The National Institute of Allergy and Infectious Diseases (NIAID) of the US National Institutes of Health has awarded Phase I small business innovation research grant of $600,000 to Antigen Discovery to develop a microfluidic point of care (POC) diagnostic device.
The two-year award will fund a collaborative research effort between Antigen Discovery and the Henry Samueli School of Engineering at University of California, Irvine (UCI).
Under the collaboration effort, UCI will use its air-liquid cavity acoustic transducer (ALCAT) technology and Antigen Discovery will utilize its protein microarray technology and large library of serodiagnostic antigens for the device development.
Antigen Discovery president and CEO Dr. Xiaowu Liang said, "The development of hand-held point-of-care (POC) diagnostics will meet a vital need as the portability, ease-of-use, and prompt sample-to-answer times allow first responders to effectively assess the prevalence and spread of exposure in a population during major outbreaks."

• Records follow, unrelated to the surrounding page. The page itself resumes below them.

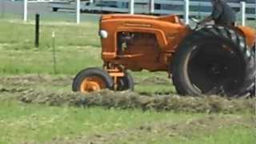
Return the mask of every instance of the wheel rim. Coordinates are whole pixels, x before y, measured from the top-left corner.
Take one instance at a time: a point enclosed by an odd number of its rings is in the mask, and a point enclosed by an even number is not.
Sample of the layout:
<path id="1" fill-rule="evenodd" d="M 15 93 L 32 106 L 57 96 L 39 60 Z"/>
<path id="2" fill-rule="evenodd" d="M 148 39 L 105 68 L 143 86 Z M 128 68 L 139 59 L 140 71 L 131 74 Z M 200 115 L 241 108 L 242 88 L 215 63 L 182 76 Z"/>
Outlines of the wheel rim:
<path id="1" fill-rule="evenodd" d="M 93 76 L 85 78 L 81 84 L 80 91 L 83 93 L 98 91 L 106 89 L 105 81 L 99 77 Z"/>
<path id="2" fill-rule="evenodd" d="M 198 46 L 192 51 L 186 71 L 194 90 L 218 94 L 232 94 L 239 88 L 243 75 L 242 61 L 229 47 L 215 42 Z"/>

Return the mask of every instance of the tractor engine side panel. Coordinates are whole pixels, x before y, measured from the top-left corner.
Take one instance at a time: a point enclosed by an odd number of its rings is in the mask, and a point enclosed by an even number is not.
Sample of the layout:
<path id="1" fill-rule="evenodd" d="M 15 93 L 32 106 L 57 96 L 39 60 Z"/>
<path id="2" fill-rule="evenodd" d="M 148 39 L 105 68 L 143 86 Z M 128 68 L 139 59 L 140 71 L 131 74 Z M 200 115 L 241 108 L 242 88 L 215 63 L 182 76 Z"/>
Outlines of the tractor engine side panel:
<path id="1" fill-rule="evenodd" d="M 189 33 L 181 23 L 157 18 L 110 18 L 100 28 L 109 34 L 102 38 L 103 61 L 132 70 L 166 71 L 172 54 Z"/>

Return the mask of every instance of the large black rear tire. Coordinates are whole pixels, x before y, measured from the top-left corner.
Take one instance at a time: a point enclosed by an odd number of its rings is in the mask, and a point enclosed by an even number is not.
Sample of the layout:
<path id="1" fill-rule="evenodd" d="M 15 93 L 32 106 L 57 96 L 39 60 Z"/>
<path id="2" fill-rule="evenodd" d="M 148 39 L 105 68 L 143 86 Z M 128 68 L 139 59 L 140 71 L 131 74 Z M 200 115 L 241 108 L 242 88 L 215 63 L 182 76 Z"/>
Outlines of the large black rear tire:
<path id="1" fill-rule="evenodd" d="M 242 95 L 254 83 L 254 54 L 235 30 L 204 27 L 178 46 L 171 66 L 174 85 L 182 95 Z"/>

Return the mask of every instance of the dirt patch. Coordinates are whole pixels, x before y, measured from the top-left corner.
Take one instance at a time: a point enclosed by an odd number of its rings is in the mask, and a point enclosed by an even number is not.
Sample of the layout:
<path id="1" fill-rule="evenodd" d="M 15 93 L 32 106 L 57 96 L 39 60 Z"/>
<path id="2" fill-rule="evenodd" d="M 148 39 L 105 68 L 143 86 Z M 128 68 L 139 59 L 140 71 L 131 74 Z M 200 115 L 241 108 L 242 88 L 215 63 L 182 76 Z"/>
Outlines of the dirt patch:
<path id="1" fill-rule="evenodd" d="M 242 116 L 234 115 L 211 115 L 178 123 L 164 122 L 142 125 L 135 129 L 91 136 L 81 136 L 73 140 L 55 138 L 47 143 L 116 143 L 124 139 L 130 141 L 143 140 L 141 138 L 149 139 L 152 135 L 190 138 L 194 136 L 214 134 L 219 130 L 233 126 L 250 127 L 256 130 L 255 120 L 255 118 L 253 117 L 245 118 Z"/>
<path id="2" fill-rule="evenodd" d="M 103 106 L 118 109 L 142 109 L 194 113 L 254 111 L 255 98 L 227 98 L 219 96 L 182 97 L 178 95 L 144 96 L 136 93 L 102 90 L 90 94 L 66 93 L 62 90 L 26 90 L 18 99 L 26 103 L 50 106 Z"/>

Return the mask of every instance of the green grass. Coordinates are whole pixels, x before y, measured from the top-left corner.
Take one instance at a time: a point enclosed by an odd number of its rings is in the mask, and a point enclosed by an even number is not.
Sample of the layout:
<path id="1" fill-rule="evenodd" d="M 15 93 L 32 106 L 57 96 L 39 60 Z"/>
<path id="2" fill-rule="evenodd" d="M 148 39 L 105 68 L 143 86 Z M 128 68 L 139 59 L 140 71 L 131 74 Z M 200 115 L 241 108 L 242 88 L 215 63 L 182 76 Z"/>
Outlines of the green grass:
<path id="1" fill-rule="evenodd" d="M 202 115 L 97 107 L 46 107 L 6 102 L 0 105 L 0 142 L 42 142 L 58 137 L 75 138 L 79 135 L 136 128 L 154 122 L 177 122 Z"/>

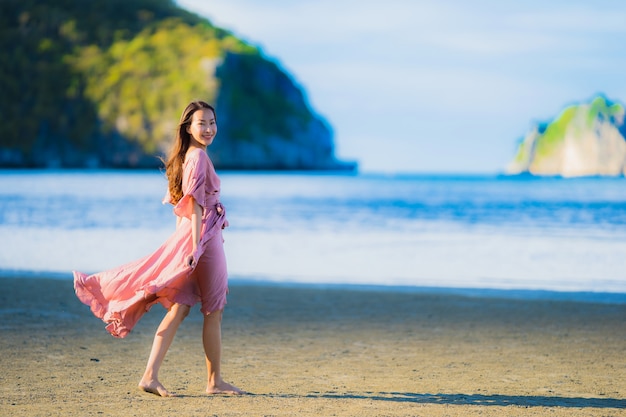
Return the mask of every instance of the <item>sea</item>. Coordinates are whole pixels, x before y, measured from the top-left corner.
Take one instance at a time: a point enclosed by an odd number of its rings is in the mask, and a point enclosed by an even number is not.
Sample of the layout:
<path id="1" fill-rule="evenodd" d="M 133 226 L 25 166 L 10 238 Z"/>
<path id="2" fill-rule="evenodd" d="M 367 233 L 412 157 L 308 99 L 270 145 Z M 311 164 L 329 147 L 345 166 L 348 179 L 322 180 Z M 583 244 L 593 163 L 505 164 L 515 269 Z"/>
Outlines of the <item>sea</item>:
<path id="1" fill-rule="evenodd" d="M 231 283 L 626 304 L 626 179 L 223 172 Z M 175 228 L 162 172 L 0 171 L 0 276 L 72 279 Z"/>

UCI Micro/nano Fluidics Fundamentals Focus Center director, biomedical engineering department chair and principle investigator Dr. Abraham Lee said, "By incorporating novel ALCAT-based approaches into protein microarray assays, we will have the versatility and power to reduce enzymatic development times, limit production costs, and fully integrate all components into a disposable assay."
Antigen Discovery founder and chairman Dr. Philip Felgner said, "We now plan to develop a point-of-care diagnostic system consisting of a cost-effective disposable microfluidic plastic chip and a portable analyzer that can be driven by a mobile computing device such as a smart phone for rapid serological evaluation of exposure and infections."